Leslie Sainz is a first generation Cuban-American, born and raised in Miami, Florida. The recipient of a 2021 National Endowment for the Arts Poetry Fellowship, she received her MFA in poetry from the University of Wisconsin-Madison. Her work has appeared in or is forthcoming from the Yale Review, New England Review, Kenyon Review Online, AGNI, jubilat, Narrative, and others. A two-time National Poetry Series finalist, she’s received scholarships, fellowships, and honors from CantoMundo, The Miami Writers Institute, The Adroit Journal, and The Stadler Center for Poetry & Literary Arts at Bucknell University. She is the managing editor of the New England Review. Her manuscript in progress has been a finalist for the National Poetry Series twice (2021, 2019) and a finalist for the Jake Adam York Prize, and the AWP Donald Hall Prize for Poetry.

by Samika Swift


If I enter the Other Kingdom
before you don your own crown,

burn my earthly shell, that fleshy husk
and anoint the Superstitions with my ashes.

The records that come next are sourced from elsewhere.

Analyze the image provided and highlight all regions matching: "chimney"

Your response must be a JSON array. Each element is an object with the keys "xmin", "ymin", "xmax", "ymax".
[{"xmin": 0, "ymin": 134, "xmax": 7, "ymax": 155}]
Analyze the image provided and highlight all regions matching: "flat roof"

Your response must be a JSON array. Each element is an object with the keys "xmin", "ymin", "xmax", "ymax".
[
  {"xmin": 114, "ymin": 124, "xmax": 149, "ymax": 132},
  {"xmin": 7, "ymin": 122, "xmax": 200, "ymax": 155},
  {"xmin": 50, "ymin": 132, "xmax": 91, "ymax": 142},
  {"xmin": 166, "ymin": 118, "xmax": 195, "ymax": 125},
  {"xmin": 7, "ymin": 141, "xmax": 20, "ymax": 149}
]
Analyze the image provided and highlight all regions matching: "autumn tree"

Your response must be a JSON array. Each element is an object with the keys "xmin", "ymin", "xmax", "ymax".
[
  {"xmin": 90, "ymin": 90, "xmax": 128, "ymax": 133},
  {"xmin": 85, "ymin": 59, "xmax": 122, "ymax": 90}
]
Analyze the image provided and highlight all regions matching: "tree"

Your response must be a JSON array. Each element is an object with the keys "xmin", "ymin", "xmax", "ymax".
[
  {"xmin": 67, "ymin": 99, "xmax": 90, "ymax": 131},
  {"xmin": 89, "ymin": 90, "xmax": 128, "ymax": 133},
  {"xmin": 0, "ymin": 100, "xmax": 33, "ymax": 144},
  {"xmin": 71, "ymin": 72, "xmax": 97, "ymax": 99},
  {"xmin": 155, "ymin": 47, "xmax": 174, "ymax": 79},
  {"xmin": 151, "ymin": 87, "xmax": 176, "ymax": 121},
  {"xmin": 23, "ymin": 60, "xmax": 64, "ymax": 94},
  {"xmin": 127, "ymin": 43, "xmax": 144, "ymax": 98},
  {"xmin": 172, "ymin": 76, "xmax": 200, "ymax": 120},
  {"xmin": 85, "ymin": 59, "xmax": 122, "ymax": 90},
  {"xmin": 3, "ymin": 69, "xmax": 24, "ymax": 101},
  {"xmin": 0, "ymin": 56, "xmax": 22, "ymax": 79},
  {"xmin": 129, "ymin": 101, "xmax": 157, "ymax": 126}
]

(so much paper to write postmortem poetry)
Make sure the watchful eyes of the guardians turn

toward my dusty remains which dance in desert crosswinds:
Shimmy, shimmy, serpent arms. Circle, reverse, pose.

I will bury my own bones inside
open flowers reaching from their needle beds;

cactus bees with pulsing wings of no more substance than
my diaphanous undercarriage will fly me from the nectar,

carrying a little of me back to our Texas
where I can sit with you on the front porch.

You can’t expect me to leave without you.

______________________________________________________________________

Samika Swift writes from the huge fantastic city of Denton, Texas. When not restricted by a pandemic, she leads summer writing workshops for incarcerated youth. Her poetry can be found in Illya’s Honey and Dallas Poets Community’s anthology Cattlemen and Cadillacs and is forthcoming in Belt Magazine.